A BIRDBATH CAN BE A HUB OF ACTIVITY

       Although the birds in my yard visit my birdbaths on a regular basis throughout the entire year, activity around these artificial ponds has definitely increased as of late.  For example, in a little over an hour one afternoon this week I watched, a northern mockingbird, common grackles, American robins, brown thrashers, and orchard orioles visited the birdbath outside my home office.

       While a couple of the birds that showed up drank, most were intent solely on bathing.  If you have never seen wild birds bathe, you have missed a real treat. 

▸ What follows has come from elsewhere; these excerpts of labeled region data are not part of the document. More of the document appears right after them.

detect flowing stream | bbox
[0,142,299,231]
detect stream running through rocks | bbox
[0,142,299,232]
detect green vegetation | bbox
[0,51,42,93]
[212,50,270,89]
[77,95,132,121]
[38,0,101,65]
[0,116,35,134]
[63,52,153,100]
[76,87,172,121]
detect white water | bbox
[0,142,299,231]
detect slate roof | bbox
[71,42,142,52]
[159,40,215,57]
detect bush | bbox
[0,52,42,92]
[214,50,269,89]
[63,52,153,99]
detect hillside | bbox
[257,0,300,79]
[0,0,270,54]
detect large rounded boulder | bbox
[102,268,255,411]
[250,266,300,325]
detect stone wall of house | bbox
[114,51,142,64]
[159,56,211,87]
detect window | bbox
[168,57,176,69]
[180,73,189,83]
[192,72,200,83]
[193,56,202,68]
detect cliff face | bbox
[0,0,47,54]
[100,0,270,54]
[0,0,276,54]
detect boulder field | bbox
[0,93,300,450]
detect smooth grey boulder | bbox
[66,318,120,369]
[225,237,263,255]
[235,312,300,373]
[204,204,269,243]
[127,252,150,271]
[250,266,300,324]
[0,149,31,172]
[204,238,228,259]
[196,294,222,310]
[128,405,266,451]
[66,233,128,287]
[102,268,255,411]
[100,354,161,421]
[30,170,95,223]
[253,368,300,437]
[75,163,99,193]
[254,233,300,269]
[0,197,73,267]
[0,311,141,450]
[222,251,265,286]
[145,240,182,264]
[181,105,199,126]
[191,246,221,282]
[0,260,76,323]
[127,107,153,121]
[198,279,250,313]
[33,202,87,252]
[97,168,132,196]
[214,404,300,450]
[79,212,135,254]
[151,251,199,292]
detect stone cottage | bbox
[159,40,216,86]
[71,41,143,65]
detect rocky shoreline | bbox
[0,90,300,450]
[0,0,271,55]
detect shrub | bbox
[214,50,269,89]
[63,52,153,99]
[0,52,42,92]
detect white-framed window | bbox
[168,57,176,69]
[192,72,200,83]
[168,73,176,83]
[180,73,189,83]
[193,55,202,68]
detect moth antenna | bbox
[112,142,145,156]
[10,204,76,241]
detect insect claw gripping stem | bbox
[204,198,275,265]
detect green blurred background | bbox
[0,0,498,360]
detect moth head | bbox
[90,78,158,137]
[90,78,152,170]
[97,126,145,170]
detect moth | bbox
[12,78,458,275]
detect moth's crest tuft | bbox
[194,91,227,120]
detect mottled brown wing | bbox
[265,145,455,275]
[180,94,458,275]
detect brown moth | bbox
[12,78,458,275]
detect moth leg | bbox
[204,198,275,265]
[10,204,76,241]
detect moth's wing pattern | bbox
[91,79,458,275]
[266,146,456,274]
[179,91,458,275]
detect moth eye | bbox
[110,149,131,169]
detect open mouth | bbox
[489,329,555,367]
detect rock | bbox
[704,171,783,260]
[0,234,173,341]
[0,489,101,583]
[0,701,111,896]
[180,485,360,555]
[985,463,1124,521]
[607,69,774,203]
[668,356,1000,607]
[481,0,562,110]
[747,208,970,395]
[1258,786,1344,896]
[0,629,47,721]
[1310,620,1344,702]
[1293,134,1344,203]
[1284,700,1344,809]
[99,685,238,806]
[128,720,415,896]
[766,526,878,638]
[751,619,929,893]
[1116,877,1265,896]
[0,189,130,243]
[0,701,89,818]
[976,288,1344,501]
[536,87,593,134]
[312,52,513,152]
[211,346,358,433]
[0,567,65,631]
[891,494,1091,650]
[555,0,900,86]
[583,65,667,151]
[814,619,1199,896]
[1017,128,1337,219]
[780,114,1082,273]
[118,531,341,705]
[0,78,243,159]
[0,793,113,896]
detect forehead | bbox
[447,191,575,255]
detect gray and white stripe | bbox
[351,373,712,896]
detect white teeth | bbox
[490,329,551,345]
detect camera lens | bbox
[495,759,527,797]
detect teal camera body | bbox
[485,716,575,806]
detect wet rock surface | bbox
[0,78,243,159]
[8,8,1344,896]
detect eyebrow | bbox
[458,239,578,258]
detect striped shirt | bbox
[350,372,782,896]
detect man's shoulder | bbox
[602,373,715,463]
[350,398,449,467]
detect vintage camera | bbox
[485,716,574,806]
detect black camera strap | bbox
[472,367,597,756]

       Each bird would hop into the deepest water (only about two inches deep) and began rapidly flapping its wings.  I suspect they also shook their bodies, but I cannot say for sure that was the case.  What I do know is that while bathing, each bird had water flying everywhere.  They would then suddenly stop, look around and repeat the process several times.  Finally, when they finished they laboriously flew to nearby trees and shrubs on water-soaked wings to shake off the water and preen.

  Interestingly, all but one of the visitors bathed alone.  However, at other times I have seen more than one bird bathe at the same time.

       When the last bather left, the birdbath was almost empty and the ground within a three to four foot circle around the bath was soaking wet.

       Their departure left me with the task of refilling the birdbath, and fond memories of what I had witnessed.